A variety of garden hybrids are also available. These are varieties that are the result of crossing the Old Fashioned Weigela with other Weigela species. Like the Old Fashioned Weigela, they all have a more or less continuous second bloom after the main bloom is over.

“Bristol Ruby”: up to three meters high, vigorous and richly flowering garden hybrids with large ruby-red flowers and flowering period from mid-May

“Eva Rathke”: up to 3.28 feet high, large, garnet-red flowers, late and long main flowering from June to August

“Nana Variegata”: up to 5.90 feet high, yellow-edged leaves with high ornamental value, relatively small, white-pink flowers from mid-May

“Newport Red”: up to 9.84 feet high and wide, medium-sized carmine-red flowers from mid-May

“Styriaca”: up to 8.2 feet high, short, wide-open pink calyxes from the beginning of May, darkening as they fade

The foliage of the Weigela ub Purpurea ’is initially brown-red, but becomes greener as the gardening season progresses (left). The hybrid “Nana Variegata”, on the other hand, has variegated leaves (right)

Propagation

All Weigelas can be easily propagated by cuttings in summer. The new, slightly woody shoots are used for this. In fall, it is also possible to propagate by hardwood cuttings once the leaves have fallen. For this you should use as long and vigorous, woody shoots as far as possible.

Diseases and Pests

Weigelas are highly resistant to diseases and pests. Occasionally fungal leaf spot diseases can occur, but these usually do not cause any major damage. Young plants of the “Bristol Ruby” variety are also somewhat susceptible to nematodes.
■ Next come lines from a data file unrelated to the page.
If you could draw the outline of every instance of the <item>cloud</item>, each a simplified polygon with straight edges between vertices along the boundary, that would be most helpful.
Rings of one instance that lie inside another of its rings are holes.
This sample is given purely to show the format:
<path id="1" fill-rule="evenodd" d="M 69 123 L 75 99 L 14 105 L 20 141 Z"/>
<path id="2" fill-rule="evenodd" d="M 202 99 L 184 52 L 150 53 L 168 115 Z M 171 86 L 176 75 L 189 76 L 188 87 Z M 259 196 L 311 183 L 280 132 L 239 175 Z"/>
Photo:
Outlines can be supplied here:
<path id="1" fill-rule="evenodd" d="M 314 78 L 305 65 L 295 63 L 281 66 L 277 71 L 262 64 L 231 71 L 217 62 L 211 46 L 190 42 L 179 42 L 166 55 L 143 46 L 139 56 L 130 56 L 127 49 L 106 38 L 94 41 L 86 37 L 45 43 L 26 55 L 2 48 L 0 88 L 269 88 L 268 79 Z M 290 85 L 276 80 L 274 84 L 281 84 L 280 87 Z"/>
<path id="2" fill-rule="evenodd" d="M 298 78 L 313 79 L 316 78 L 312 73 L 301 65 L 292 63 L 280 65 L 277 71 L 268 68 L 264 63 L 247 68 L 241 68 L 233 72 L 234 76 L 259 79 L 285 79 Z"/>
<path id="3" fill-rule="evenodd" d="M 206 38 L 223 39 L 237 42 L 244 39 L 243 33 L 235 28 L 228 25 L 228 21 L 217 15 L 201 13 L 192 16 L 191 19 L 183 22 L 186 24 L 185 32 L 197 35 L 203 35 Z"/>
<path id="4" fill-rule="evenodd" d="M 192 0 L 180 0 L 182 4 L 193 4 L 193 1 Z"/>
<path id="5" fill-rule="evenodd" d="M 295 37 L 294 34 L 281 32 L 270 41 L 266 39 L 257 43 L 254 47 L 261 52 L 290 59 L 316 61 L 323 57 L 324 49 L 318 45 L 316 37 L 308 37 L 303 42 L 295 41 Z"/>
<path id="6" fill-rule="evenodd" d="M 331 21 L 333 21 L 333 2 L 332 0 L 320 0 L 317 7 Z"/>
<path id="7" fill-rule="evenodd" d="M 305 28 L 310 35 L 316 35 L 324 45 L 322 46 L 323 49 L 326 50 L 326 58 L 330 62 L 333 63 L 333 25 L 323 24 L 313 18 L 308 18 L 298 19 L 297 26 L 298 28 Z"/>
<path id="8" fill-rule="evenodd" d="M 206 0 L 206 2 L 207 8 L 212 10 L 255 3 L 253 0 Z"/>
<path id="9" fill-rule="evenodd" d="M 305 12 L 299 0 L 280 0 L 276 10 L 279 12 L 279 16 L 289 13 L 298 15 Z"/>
Frequently Asked Questions

When does the Weigela sprout?

Weigela sprout in spring.

When does the Weigela bloom?

Weigela blooms in late April/early May and lasts until mid-June. From July there may be occasional re-blooms.

How large does the Weigela get?

Weigela can grow up to11.48 feet high and just as wide.

When to prune the Weigela?

Weigela are usually pruned every three years right after flowering. The first cut is made in the first year so that they branch out well.